ASH believes that some combination of these two funding models best fits the needs of the SCD research community. Therefore, strong consideration should be given to developing a Sickle Cell Disease Clinical Research Group structure similar to that employed by the Children’s Oncology Group. Participating institutions (perhaps between 30 and 70 in number), primarily based in academic medical centers serving sizeable populations of patients with sickle cell disease, should be chosen by means of competitive peer review to serve as Group member institutions. Each participating institution would designate a principal investigator and individual members who are sickle cell investigators in adult hematology, pediatric hematology, and other disciplines. Every center would be responsible for demonstrating that its patient population, prior track record in SCD research, and organizational structure warrants Group participation. Funding from NIH should provide salary support for investigators and key research staff, as well as the specific costs of conducting individual studies. According to the hemophilia program organizational model, CDC, MCHB, and other governmental and non-governmental organizations should provide support for the companion infrastructure necessary to assure access to and provision of excellent care to patients participating in research projects.

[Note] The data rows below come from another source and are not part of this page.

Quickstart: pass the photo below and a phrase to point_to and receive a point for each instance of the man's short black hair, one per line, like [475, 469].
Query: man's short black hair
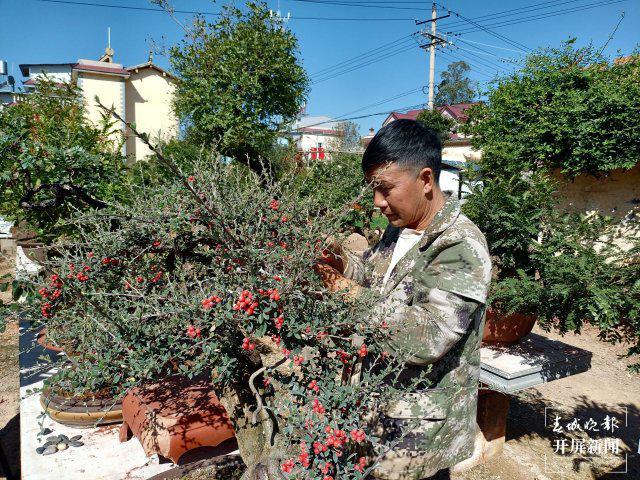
[408, 143]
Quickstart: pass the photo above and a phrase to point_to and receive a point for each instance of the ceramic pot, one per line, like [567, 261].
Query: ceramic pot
[84, 412]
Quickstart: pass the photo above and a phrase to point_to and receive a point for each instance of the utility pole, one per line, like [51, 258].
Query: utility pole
[432, 57]
[434, 42]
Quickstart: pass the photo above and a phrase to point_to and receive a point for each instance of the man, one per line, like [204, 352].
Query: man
[432, 269]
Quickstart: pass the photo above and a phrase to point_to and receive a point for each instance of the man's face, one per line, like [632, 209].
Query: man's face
[401, 194]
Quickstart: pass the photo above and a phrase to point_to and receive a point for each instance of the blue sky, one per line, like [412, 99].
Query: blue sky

Operation of the research Group would be directed by an executive committee and chair, elected by the PI’s of the Group’s member institutions. A single group-wide statistical and data management center, chosen through peer review, would have representation on the executive committee. Scientific, discipline, and protocol specific committees would be assembled in order to implement the scientific agenda. Oversight would be provided collaboratively by NIH, HRSA, and CDC, along with a new Sickle Cell Disease Advisory Committee with representation for all relevant stakeholders.


There remains a critical need for research strategies to improve SCD treatment. New research should focus on multi-disciplinary approaches to characterize the genetic and environmental factors that contribute to the heterogeneity of disease phenotype and response to therapy. Continued improvement in drug therapies and pain management techniques remains a high priority. Additional research must also focus on preventing and reducing organ complications for those with SCD. Finally, the U.S. research community should take the lead in improving the diagnosis and treatment of sickle cell disease worldwide while benefiting from the power that larger geographically broad research studies can offer.

To achieve these ends, emphasis should be placed on aligning the efforts of SCD stakeholders, including government entities, physicians, scientists, foundations, community advocates and SCD patients and their families. Consequently, ASH recommends the creation of a new Sickle Cell Research Group. This Group would be comprised of clinicians and scientists at academic medical centers that serve a large number of SCD patients. Working together, the Group’s members would work to pursue the common goal of providing excellent individualized care for patients with SCD.